Bill Flynn’s habit of making hole-in-ones has his bar tab at Shady Oaks Country Club serving as the perfect history marker for a changing economy.
He’s also avoiding the mailman as his latest ace not only capped a rare feat that began more than 40 years ago, but put him on the hook for the traditional “reward.”
“I haven’t even opened my bill yet and I don’t want to look at it,” the 71-year-old said.
Golf’s rarest moment is seized in a matter of seconds, but that leads to hours of celebration, courtesy of the shot maker.
In Flynn’s case, a 5-wood from 168 yards on the fifth hole capped the final piece needed to cement his mastery of all four of Shady Oaks’ par 3s.
He has seven aces in his playing career.
Only two other members have accomplished aces on all four par 3s in the club’s history, but not even its most celebrated member, Ben Hogan, could make that claim.
“It’s so rare and it’s just fitting for a player like Bill,” Shady Oaks professional Mike Wright said. “Aces are just part of the game that have no real reasoning. In some cases, it’s players that play a lot like Bill, but in other cases, the player might be a 20-handicap and play rarely.”
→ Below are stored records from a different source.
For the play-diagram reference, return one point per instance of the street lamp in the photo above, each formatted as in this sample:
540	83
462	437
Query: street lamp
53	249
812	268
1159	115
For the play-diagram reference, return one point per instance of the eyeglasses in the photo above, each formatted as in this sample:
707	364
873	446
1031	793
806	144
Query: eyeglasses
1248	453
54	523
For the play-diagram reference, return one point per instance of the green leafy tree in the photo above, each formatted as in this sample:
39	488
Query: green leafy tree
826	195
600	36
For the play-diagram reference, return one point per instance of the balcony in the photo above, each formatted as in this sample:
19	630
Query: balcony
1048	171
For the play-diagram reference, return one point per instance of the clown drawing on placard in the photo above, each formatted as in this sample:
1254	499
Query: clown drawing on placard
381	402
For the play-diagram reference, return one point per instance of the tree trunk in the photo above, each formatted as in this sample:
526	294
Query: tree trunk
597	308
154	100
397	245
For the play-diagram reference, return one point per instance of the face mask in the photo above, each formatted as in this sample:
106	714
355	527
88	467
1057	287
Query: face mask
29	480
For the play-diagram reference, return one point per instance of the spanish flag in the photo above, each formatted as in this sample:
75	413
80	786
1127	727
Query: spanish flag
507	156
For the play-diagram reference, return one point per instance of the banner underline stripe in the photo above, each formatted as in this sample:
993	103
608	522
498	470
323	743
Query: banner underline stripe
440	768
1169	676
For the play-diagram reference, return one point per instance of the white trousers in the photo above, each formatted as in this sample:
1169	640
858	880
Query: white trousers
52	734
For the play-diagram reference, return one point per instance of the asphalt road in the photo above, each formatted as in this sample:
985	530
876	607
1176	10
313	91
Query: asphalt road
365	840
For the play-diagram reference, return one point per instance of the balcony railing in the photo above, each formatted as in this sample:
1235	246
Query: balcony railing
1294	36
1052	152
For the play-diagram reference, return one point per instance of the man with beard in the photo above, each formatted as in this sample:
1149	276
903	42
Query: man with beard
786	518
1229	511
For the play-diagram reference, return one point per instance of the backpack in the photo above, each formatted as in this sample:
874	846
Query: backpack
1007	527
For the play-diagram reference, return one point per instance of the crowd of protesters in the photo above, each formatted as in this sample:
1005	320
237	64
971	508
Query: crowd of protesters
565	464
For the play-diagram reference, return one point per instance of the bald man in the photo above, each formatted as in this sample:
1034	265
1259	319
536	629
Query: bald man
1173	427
It was a chilly day in North Texas on Feb. 16, when Flynn stepped to the tee on what he called his career nemesis hole and walked away with a 1 on his scorecard.
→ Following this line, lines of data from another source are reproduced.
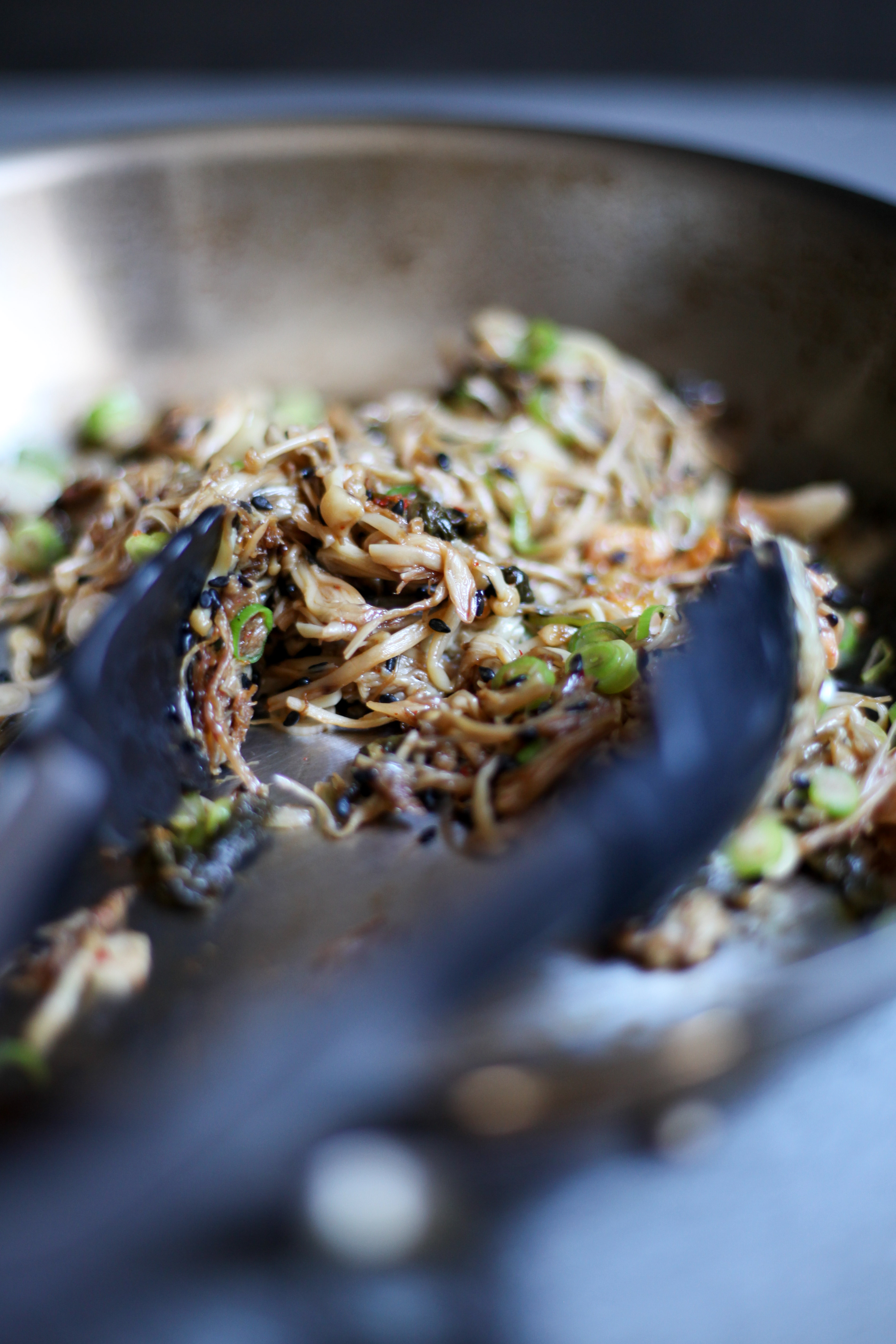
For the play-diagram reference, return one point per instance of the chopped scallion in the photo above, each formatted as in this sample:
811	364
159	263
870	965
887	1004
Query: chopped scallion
116	419
762	849
879	662
613	666
594	632
643	624
538	346
19	1054
238	624
143	546
833	791
36	545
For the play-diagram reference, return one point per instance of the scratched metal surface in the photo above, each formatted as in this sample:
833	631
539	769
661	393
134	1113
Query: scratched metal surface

According to Flynn, he’s come close so many times to an ace on No. 5 that perhaps it was going to elude him.
The feat of recording aces on each of the par 3s didn’t come until much later, but the march started in 1972.
Flynn said he remembers that first ace, a 6-iron on the seventh hole, as well as any of the others because it was the only one that he didn’t hit square on the face.
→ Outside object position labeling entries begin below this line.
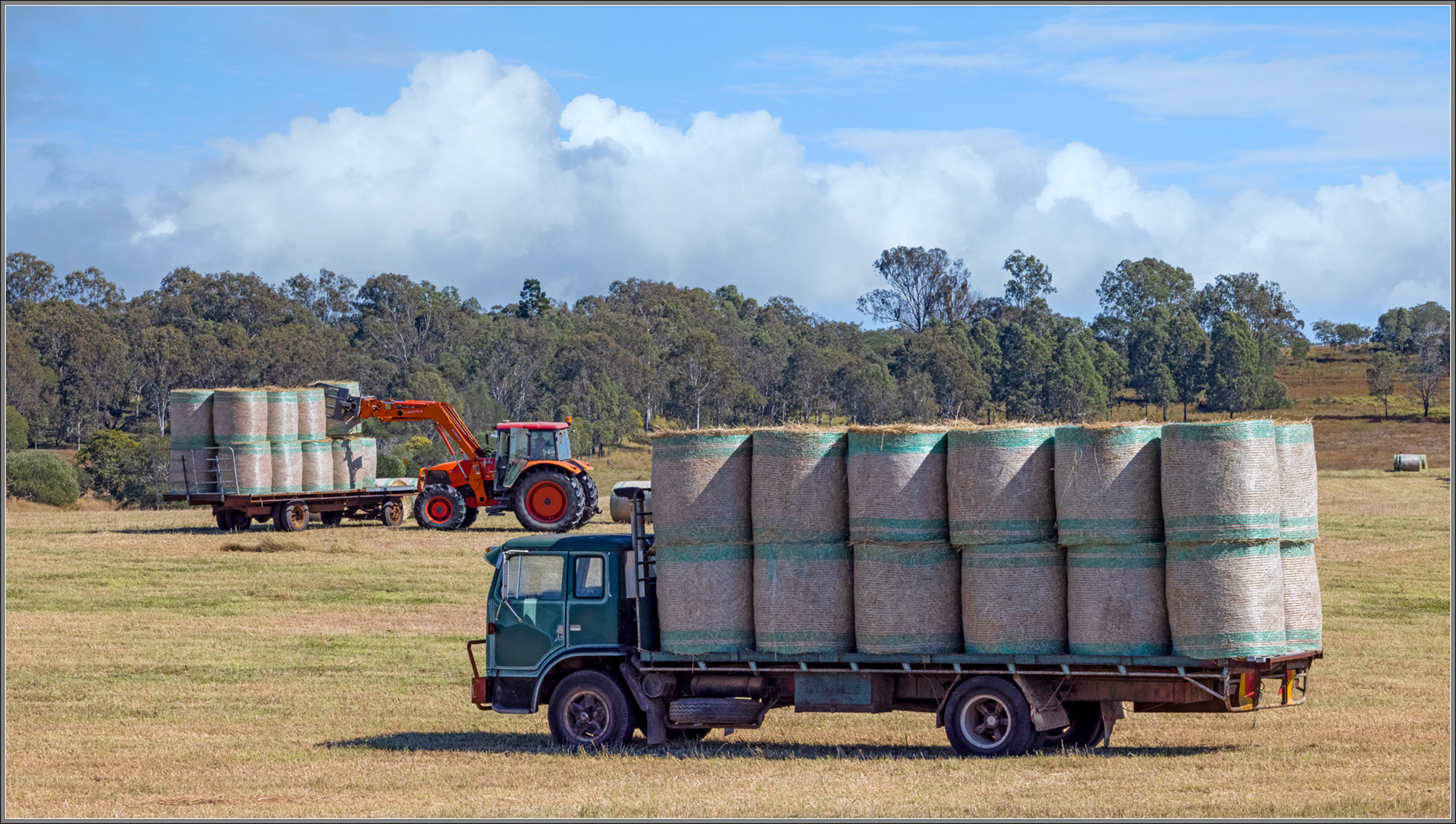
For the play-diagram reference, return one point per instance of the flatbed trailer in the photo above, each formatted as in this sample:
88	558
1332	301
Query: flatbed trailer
573	627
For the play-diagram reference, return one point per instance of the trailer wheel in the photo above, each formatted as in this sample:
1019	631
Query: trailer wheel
234	522
392	513
290	516
440	507
548	502
1085	729
590	710
989	717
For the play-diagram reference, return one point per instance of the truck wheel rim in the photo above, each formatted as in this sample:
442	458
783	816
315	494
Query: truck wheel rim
587	717
547	502
985	721
439	510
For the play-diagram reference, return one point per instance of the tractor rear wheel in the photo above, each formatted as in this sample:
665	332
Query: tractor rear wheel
440	507
548	502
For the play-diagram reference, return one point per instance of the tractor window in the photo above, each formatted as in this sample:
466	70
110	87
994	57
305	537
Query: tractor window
589	579
534	577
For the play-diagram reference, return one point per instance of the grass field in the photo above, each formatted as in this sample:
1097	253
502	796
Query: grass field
159	669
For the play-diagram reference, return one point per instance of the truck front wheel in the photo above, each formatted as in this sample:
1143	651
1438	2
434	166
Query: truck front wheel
590	710
989	717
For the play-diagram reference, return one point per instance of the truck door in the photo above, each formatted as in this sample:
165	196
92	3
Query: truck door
531	621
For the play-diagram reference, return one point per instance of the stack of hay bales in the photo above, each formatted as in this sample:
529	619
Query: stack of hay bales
283	439
1112	522
191	468
1002	512
704	534
1221	493
1298	529
317	452
803	570
908	580
241	430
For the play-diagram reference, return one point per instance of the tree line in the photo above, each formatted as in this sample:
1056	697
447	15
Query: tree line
85	359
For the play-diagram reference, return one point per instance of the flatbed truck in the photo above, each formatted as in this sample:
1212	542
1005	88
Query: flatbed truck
573	627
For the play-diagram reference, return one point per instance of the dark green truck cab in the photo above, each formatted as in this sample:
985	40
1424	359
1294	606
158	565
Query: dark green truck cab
573	627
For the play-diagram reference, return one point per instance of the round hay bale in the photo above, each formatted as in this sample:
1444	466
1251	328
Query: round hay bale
317	459
1116	603
334	426
799	488
1304	617
250	465
621	507
1000	486
1407	464
1221	483
283	416
908	599
355	464
190	419
1107	486
1014	599
1298	483
314	420
240	417
288	472
705	598
1227	599
803	598
701	486
898	486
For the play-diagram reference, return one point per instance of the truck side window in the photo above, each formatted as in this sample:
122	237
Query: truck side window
589	579
534	577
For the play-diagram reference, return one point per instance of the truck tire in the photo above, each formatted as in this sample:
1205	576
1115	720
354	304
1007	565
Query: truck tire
589	500
290	516
719	713
440	507
548	502
590	710
989	717
471	515
1084	732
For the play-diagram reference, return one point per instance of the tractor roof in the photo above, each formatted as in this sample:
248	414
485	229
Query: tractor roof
532	426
“It was a nice shot,” he said. “But not only did I not strike it well, the fifth was way more severe back then and when it hit the green it just disappeared behind the bunker. We didn’t know it went in until we got all the way up to the green.”
Flynn would knock in two more on the par-3 16th in relative short time span.
In 1989, he knocked in a pitching wedge from 117 yards. In 1992, he dropped a 9-iron from the same yardage.
Things didn’t really heat up until seven years later when, in 1999, Flynn flushed a 7-wood on the 12th hole that took off on a perfect trajectory toward the flag stick.
As it landed, the ball kicked just a bit left and it rolled in to tease Flynn just a bit more.
“From there, I put so much pressure on myself,” he said. “Every time I got on that fifth tee, it was about hitting a perfect shot and wondering if this would be the time.”
As the years wore on, Flynn was challenged numerous times about his career aces.
As if to confirm not only the history, but the obsession with knocking in that final one on No. 5, Flynn carries in his wallet clippings from the Star-Telegram and other newspapers chronicling each of his aces.
Finally the day arrived, as his 5-wood approach took off into the North Texas wind. The ball cleared the bunker fronting the seventh hole by about five feet and Flynn and the other players in his group saw it roll at the hole.
“When you hit shots like that, time seems to kind of slow down,” Flynn said. “The other guys started hollering for it to go in and I screamed at them to shut up because I didn’t want them to jinx it.”
The ball fell in the hole to complete the accomplishment.
With Flynn’s banking of additional hole-in-ones over the course of his career, he’s been approached with the idea of completing a second Flynn Slam.
“You know, I’m happy,” he said. “I finally did it and I’m just happy with that. I am going to keep playing, so you never know.”